In particular, Mohd Shafie said, Sabah’s position alongside the increasingly favoured Lombok-Makassar Straits shipping route, ideally places it as a logistics hub for the region.
He said with new port facilities at the Lahad Datu Palm Oil Industrial Cluster, the Japanese companies can take advantage of the port because it is located in the trade path of the Lombok-Makassar Straits.
“We lie along-side the Lombok-Makassar Straits shipping route, which is emerging as an important shipping route in Southeast Asia.
“This makes the east coast of Sabah a prime location to develop a logistics hub that can tap into the growing number of shipping traffic passing through the Lombok-Makassar Straits.
“This is the reason why the State Government of Sabah has developed new port facilities at POIC Lahad Datu,” he said.
In addition to being a logistics hub, Mohd Shafie said Sabah is also renowned for its wealth of natural resources that offer great potential in the fields of oil and gas, halal industry, palm oil, aquaculture, fisheries, seaweed and even furniture making, due to its timber resources.
With 1.5 million hectares of oil palm, Sabah produces six million tonnes of Crude Palm Oil and 30 million tonnes of Crude Palm Kernel Oil per annum for the biomass industry, which is popular in Japan.
During a question and answer session, Mohd Shafie assured the Japanese participants the Sabah Government would provide easy access to any Japanese company seeking to invest in Sabah by reducing red tape provided the application is in accordance with standard operating procedures.
“Sabah is a prime location for investors because it is strategically placed for the halal industry, halal cargo consolidation and redistribution activities and has an abundance of resources such as palm oil, aquaculture, fisheries, seaweed as well other by-products from palm oil and bio-refineries both within Sabah and the broader BIMP-EAGA region.
“The furniture industry is yet another area that we would like to see being developed further in Sabah. We have already banned the export of round logs in order to support the growth of the furniture industry.

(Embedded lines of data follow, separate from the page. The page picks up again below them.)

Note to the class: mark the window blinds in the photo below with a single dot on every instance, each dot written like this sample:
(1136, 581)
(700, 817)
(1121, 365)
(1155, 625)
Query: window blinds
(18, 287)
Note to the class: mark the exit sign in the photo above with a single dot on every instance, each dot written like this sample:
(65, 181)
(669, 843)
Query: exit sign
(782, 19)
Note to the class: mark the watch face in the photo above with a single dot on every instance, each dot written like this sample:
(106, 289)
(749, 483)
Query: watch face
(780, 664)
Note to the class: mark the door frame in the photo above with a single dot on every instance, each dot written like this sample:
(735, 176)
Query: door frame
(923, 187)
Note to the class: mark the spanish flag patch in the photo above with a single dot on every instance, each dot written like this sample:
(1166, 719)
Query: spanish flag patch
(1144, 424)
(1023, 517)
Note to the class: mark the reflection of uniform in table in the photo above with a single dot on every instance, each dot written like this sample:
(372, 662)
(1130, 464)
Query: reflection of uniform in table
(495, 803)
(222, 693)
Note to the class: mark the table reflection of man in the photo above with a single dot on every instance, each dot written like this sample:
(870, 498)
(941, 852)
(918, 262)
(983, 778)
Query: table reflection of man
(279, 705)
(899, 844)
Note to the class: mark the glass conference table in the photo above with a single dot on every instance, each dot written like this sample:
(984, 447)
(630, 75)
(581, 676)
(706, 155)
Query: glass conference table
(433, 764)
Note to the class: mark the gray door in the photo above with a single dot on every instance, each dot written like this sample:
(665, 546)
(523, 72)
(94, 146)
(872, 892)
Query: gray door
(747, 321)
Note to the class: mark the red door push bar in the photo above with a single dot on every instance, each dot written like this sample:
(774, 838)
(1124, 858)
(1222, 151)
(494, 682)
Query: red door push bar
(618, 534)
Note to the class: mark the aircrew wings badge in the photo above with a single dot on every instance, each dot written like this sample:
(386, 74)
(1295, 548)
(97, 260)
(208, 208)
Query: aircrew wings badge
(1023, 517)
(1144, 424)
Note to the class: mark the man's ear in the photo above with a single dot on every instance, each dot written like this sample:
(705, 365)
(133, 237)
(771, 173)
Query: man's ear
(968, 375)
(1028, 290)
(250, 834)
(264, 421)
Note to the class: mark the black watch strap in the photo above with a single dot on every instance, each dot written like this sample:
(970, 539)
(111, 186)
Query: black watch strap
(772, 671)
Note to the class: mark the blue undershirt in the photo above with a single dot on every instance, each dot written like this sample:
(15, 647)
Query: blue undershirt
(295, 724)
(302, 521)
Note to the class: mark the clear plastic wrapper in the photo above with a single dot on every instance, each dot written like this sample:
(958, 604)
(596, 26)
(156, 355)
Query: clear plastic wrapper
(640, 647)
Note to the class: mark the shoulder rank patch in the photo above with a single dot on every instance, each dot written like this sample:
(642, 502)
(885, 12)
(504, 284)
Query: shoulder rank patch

“Sabah has some of the world’s oldest rainforests, and our timber industry is being developed on a sustainable basis in compliance with global standards.
“Malaysia currently exports about RM10 billion worth of furniture per year with most of it made from rubber wood.
“The export volume is expected to reach RM12 billion per year by 2020, and Sabah would like to see its quality tropical timber being used for these furniture for export,” he said.